I would say that Utah has one of the most complicated draws out there. Personally I think that Colorado's is the simplest from what I have seen. One set of points per animal spices, it doesn't matter doe, buck, bull, or cow, and all draws applied for at the same time.

Arizona is also fairly simple but they have different application periods. Now Wyoming gets interesting.


----------



## Springville Shooter (Oct 15, 2010)

Stick with it 1-I. It takes a little effort to get it figured out but they will all seem simple in time. Let me know if you have any questions about Cal, Nevada, Oregon, Idaho, or Wyoming. -------SS


----------



## RandomElk16 (Sep 17, 2013)

Springville, is your offer to 1-eye an open offer? I am curious about Idaho and Wyoming, can I PM you?


----------



## Springville Shooter (Oct 15, 2010)

Anytime.....glad to help.-----SS


----------



## #1DEER 1-I (Sep 10, 2007)

Thanks SS


----------



## wyogoob (Sep 7, 2007)

If you're not familiar with another state's license application process theirs will be confusing to you. I find Utah's hard to figure out, especially the Mountain Lion regs and apps. But I have to admit it is very tough to navigate the Wyoming big game application section, uh, the whole web site for that matter.

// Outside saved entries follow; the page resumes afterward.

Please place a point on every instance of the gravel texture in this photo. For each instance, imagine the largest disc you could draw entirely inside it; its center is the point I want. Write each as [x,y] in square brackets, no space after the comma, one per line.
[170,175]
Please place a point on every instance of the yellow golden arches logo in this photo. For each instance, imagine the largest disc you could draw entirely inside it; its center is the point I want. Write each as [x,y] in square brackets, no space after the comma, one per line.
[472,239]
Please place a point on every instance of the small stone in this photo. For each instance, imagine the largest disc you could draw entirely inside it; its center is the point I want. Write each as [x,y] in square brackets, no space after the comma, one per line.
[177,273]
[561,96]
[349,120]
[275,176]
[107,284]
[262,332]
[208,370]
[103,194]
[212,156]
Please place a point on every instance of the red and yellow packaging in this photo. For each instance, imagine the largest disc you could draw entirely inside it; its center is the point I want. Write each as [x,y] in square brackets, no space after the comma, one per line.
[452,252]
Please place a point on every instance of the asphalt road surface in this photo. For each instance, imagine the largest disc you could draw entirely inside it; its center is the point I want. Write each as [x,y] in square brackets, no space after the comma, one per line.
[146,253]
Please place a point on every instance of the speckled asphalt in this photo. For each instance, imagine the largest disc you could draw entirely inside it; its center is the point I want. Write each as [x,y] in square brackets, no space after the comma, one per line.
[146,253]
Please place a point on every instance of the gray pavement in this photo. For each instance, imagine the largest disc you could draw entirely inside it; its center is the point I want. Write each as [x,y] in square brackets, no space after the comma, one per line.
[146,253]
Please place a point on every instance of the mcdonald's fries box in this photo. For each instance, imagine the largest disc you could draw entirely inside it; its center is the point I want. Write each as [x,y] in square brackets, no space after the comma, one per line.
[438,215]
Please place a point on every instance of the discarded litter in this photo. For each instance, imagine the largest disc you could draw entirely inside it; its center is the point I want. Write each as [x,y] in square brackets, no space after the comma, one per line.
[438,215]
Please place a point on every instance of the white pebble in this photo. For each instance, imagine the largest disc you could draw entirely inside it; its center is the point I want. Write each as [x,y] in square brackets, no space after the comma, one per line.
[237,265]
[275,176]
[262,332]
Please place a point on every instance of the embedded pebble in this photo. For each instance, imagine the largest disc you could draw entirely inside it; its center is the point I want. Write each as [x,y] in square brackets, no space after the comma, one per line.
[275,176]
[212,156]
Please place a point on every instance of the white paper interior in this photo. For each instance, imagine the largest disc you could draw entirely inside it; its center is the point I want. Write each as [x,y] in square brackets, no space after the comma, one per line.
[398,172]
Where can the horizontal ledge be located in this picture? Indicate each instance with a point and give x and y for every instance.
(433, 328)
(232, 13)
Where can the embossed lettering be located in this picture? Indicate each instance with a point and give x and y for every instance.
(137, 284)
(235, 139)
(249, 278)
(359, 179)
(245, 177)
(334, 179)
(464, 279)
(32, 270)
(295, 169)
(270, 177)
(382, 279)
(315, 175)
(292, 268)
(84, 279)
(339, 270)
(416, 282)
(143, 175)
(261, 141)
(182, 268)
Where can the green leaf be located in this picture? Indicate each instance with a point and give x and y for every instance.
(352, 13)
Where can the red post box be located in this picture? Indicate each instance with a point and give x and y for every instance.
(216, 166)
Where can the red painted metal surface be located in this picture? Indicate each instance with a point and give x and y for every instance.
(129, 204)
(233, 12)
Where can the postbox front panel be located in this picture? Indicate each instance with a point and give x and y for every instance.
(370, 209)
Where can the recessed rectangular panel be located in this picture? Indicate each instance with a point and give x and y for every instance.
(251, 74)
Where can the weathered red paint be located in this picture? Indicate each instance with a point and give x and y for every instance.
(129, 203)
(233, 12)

I can answer questions on the Wyoming hunt/applications for anyone.

.


----------



## #1DEER 1-I (Sep 10, 2007)

I'm looking at New Mexico, Nevada , Wyoming , and Colorado.


----------



## Fez (Sep 3, 2009)

#1DEER 1-I said:


> I'm looking at New Mexico, Nevada , Wyoming , and Colorado.

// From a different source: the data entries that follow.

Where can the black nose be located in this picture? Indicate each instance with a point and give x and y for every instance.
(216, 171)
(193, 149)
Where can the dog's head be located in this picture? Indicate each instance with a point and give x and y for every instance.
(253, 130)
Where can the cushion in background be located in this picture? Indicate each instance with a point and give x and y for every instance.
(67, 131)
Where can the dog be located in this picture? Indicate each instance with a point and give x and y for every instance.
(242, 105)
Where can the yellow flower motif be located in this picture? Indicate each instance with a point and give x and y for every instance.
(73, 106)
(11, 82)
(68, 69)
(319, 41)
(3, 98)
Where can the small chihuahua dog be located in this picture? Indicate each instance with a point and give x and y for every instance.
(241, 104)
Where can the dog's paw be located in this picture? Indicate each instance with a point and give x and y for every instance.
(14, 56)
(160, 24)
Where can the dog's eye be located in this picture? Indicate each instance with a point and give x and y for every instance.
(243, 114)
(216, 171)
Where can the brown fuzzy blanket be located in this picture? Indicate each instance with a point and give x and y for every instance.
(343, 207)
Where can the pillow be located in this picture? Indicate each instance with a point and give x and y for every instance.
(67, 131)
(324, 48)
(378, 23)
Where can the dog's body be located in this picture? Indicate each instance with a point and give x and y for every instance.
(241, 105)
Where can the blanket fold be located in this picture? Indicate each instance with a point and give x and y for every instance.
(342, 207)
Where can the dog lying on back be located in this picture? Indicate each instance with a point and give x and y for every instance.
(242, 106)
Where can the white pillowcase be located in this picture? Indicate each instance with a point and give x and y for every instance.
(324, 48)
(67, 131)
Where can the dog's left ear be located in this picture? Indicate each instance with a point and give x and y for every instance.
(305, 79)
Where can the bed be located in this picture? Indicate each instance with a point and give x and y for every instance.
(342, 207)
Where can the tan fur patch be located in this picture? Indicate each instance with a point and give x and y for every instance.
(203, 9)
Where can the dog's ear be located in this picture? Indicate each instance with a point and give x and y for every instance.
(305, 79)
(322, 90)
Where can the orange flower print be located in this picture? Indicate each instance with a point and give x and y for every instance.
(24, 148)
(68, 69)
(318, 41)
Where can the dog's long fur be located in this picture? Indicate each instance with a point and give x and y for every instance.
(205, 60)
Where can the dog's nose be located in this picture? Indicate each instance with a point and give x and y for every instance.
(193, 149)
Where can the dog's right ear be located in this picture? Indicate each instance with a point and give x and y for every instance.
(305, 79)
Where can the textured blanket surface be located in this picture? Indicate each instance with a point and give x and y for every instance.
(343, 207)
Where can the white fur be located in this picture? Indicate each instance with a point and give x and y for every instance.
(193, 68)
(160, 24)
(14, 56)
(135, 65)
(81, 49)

new mexico looks at all 3 choices so be sure to list 3, no bonus points so you have just as good chance as a guy that has been applying for 20 years

nevada, ive never dealt with

Wyoming is like kinda like utah, where 75% of tags go to highest point holders then the rest are random so there is almost always at least a chance

Colorado, those who have the most points win, plain and simple


----------



## Critter (Mar 20, 2010)

Colorado does go by points but there is a lot of the state open to OTC elk tags that don't require any points. And for deer there are a lot of good units that you can draw a tag with 0 points. Now if you are a stick thrower then it opens up a whole lot of options for both deer and elk.


----------



## RandomElk16 (Sep 17, 2013)

Critter said:


> Colorado does go by points but there is a lot of the state open to OTC elk tags that don't require any points. And for deer there are a lot of good units that you can draw a tag with 0 points. Now if you are a stick thrower then it opens up a whole lot of options for both deer and elk.

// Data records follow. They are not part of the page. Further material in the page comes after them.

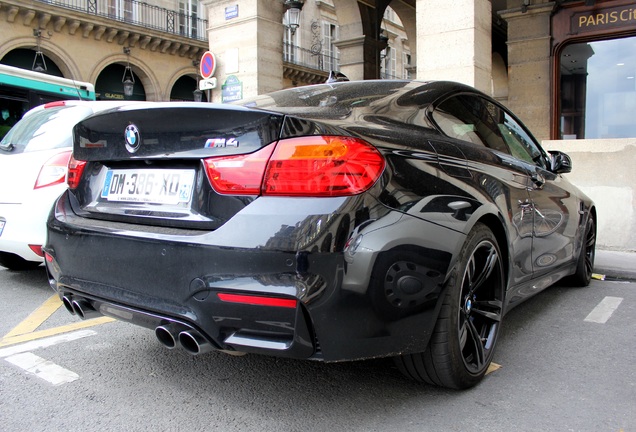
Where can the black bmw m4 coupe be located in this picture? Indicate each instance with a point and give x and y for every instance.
(332, 222)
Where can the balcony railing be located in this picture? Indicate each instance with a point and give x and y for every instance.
(141, 14)
(314, 60)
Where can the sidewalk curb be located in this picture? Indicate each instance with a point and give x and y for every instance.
(615, 265)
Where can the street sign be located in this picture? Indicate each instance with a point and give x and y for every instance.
(207, 84)
(207, 66)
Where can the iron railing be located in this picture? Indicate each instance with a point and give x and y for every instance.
(308, 58)
(141, 14)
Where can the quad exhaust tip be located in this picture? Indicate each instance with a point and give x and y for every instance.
(80, 307)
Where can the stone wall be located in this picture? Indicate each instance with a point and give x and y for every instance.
(605, 170)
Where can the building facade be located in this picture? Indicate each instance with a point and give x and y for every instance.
(99, 41)
(566, 67)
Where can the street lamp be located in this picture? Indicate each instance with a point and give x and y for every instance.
(39, 63)
(292, 12)
(128, 79)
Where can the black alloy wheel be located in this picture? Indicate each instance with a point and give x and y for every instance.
(463, 341)
(585, 263)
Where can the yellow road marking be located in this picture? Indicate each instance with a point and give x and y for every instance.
(36, 318)
(25, 331)
(493, 367)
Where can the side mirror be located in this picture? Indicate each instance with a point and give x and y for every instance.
(561, 163)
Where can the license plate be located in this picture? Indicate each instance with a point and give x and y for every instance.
(156, 186)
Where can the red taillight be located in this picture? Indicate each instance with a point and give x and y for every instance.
(322, 166)
(238, 175)
(53, 171)
(75, 169)
(306, 166)
(257, 300)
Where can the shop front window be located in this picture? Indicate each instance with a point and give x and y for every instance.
(598, 89)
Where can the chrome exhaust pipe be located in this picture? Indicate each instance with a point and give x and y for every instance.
(168, 335)
(194, 343)
(83, 309)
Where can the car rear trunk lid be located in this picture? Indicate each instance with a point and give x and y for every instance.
(143, 162)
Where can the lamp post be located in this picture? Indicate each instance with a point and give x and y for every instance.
(39, 63)
(292, 11)
(128, 79)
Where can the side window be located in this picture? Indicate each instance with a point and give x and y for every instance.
(521, 145)
(472, 119)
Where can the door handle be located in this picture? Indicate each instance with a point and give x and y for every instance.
(538, 180)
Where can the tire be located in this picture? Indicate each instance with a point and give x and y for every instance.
(585, 262)
(465, 334)
(14, 262)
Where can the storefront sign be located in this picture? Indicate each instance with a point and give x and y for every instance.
(602, 19)
(232, 89)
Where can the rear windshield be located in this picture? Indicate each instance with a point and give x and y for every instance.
(47, 129)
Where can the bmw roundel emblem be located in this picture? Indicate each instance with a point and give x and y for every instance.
(133, 140)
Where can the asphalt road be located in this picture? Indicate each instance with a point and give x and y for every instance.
(567, 360)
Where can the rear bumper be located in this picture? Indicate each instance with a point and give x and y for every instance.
(333, 308)
(24, 225)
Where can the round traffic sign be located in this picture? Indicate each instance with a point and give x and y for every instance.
(207, 66)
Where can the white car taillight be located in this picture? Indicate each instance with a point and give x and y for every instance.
(53, 171)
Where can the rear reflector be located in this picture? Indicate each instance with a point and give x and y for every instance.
(75, 169)
(257, 300)
(37, 249)
(311, 166)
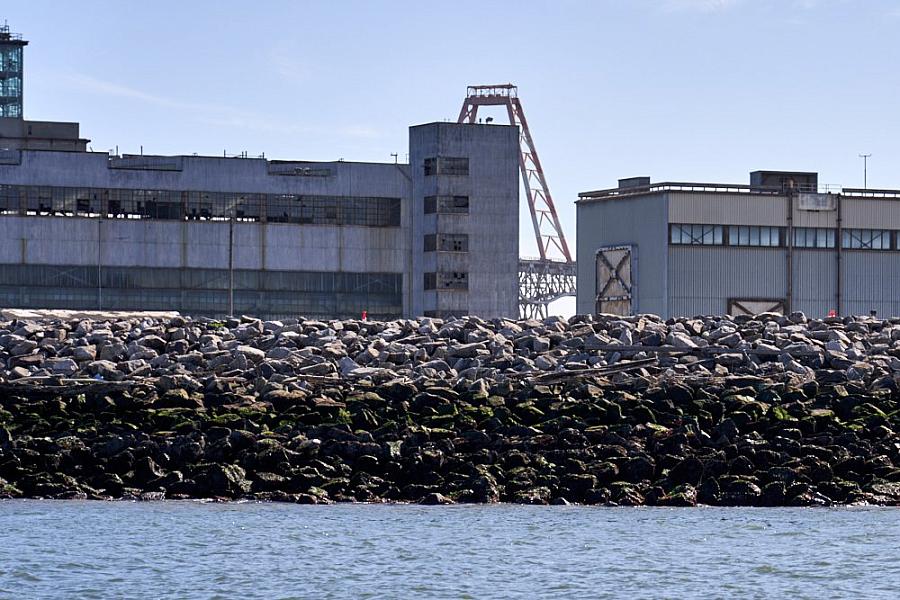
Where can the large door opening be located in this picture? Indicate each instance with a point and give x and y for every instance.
(755, 306)
(615, 274)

I am familiar woth colo.. To add to what others have said there are a lot of OTC units there and you can get an either sex tag. However, they just upped the price $200 this year so be ready to pay!!


----------



## BruinPoint (Mar 22, 2010)

RandomElk16 said:


> I am familiar woth colo.. To add to what others have said there are a lot of OTC units there and you can get an either sex tag. However, they just upped the price $200 this year so be ready to pay!!


Colorado NR elk tag prices are adjusted to the Consumer Price Index by law so they fluctuate frequently. Here's the documentation from the November Commission Meeting where the prices were set. Elk will be $616, which is $14 more than last year. Statutory Maximum would have been $618. Not sure where you got $200 but that's not the case.

http://cpw.state.co.us/Documents/Commission/2014/Nov/ITEM25-7-ChW-2-W-15CPI-CONSENT.pdf


----------